Researchers, in one of the world’s largest collaborative studies, have uncovered specific genes that are linked to brain size and intelligence.
The study, conducted by a team of more than 200 scientists from 100 institutions worldwide, measured the size of the brain and its memory centers in thousands of MRI images from 21,151 healthy people while simultaneously screening their DNA. According to the researchers, a variant in a gene called HMGA2 affected the brain size, as well as a person's intelligence.
People whose HMGA2 gene held a letter "C" instead of a "T" at a specific location on the gene possessed larger brains and scored more highly on standardized IQ tests, noted the researchers. Every gene contains a unique sequence of four bases namely, adenine (A), cytosine (C), guanine (G) and thymine (T).
Since reduced brain size is a biological marker for disorders like schizophrenia, bipolar disorder, depression, Alzheimer's disease and dementia, if we identify the gene variants that deplete brain tissue beyond normal in a healthy person, it can be targeted with a drug to reduce the risk of those diseases, said the researchers.
Commenting on the study findings, lead researcher Paul Thompson, a neurologist at the University of California, Los Angeles, School of Medicine, said, “This is a really exciting discovery, that a single letter change leads to a bigger brain. For the first time, we have watertight evidence of how these genes affect the brain.” The study was published April 15 in the advance online edition of the journal Nature Genetics.
Thompson dubbed it “an intelligence gene” and said it was likely that many more such genes were yet to be discovered. “It is a strange result, you wouldn't think that something as simple as one small change in the genetic code could explain differences in intelligence worldwide,” said Thompson.
People who received two Cs from their parents, a quarter of the population, scored on average 1.3 points higher than the next group -- half of the population with only one C in this section of the gene. The last quarter of people, with no Cs, scored another 1.3 points lower. “The effect is small,” said Thompson, but “would be noticeable on a (IQ) test ... (it) may mean you get a couple more questions correct. It wouldn't be an enormous change. Even so, it would help our brain resist cognitive decline later in life.”
It is generally accepted that genes, a good education and environmental factors combine to determine our intelligence. “If people wanted to change their genetic destiny they could either increase their exercise or improve their diet and education,” said Thompson. “Most other ways we know of improving brain function more than outweigh this gene.” He added there were ethical safeguards and laws in place to guard against the abuse of genetic information.
Asked to comment on the research, Tom Hartley, a psychologist at Britain's University of York said he was “a little wary of thinking in terms of a gene for intelligence.” “There are undoubtedly a lot of things that have to work properly in order to get a good score on an IQ test, if any of these go wrong the score will be worse,” he said. But he said it was “fascinating” to find that such small genetic changes could affect the size of critical structures such as the hippocampus, the brain's memory centre. “Given the importance of the hippocampus in disorders such as Alzheimer's disease these could turn out to be very significant findings,” said Hartley.
John Williams, head of neuroscience and mental health at the Wellcome Trust, said the findings paved the way for further research into “structural changes” which occur in disorders such as dementia, autism and schizophrenia.

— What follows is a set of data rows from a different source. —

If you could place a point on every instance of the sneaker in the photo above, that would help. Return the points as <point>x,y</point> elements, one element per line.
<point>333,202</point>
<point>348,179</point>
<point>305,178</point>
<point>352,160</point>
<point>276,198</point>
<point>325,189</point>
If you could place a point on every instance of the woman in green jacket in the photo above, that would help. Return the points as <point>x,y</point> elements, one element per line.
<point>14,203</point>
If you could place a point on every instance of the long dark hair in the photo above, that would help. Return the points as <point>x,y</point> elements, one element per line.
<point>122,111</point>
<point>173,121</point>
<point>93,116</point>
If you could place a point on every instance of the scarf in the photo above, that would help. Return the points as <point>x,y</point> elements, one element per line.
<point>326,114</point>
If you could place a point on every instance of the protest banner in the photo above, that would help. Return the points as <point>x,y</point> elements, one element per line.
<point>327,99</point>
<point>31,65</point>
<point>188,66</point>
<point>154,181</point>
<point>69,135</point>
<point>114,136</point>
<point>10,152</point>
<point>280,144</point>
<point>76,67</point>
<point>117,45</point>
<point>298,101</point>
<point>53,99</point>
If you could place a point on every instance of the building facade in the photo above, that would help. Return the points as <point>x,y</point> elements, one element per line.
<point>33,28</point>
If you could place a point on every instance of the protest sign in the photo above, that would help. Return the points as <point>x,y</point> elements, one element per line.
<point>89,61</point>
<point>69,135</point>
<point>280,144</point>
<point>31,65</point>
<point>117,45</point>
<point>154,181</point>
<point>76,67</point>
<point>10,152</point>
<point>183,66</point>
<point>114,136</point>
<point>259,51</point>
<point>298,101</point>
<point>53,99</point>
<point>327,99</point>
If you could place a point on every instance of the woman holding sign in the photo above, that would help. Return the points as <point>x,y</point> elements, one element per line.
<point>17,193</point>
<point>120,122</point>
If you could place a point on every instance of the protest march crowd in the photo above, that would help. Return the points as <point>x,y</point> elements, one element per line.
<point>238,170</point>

“It's important they've found this gene, but it took a sample of 20,000 people to find it, precisely because the effect is so small,” says Robert Plomin at the Institute of Psychiatry in London, and lead author of a ground-breaking study in 2007 which failed to find any single genes of disproportionate importance in intelligence. “If it's this hard to find an effect of just 1 per cent, what you're really showing is that the 'cup' is 99-per-cent empty,” he says.
Steven Pinker, an author and professor of neuropsychology at Harvard University, agrees. “It's an important finding, assuming it holds up,” he says. Pinker says that the findings are a first step in demonstrating that intelligence relies on large numbers of genes, each with a tiny effect, rather than on single genes that have moderate or large effects, but which are so rare that none has yet been identified.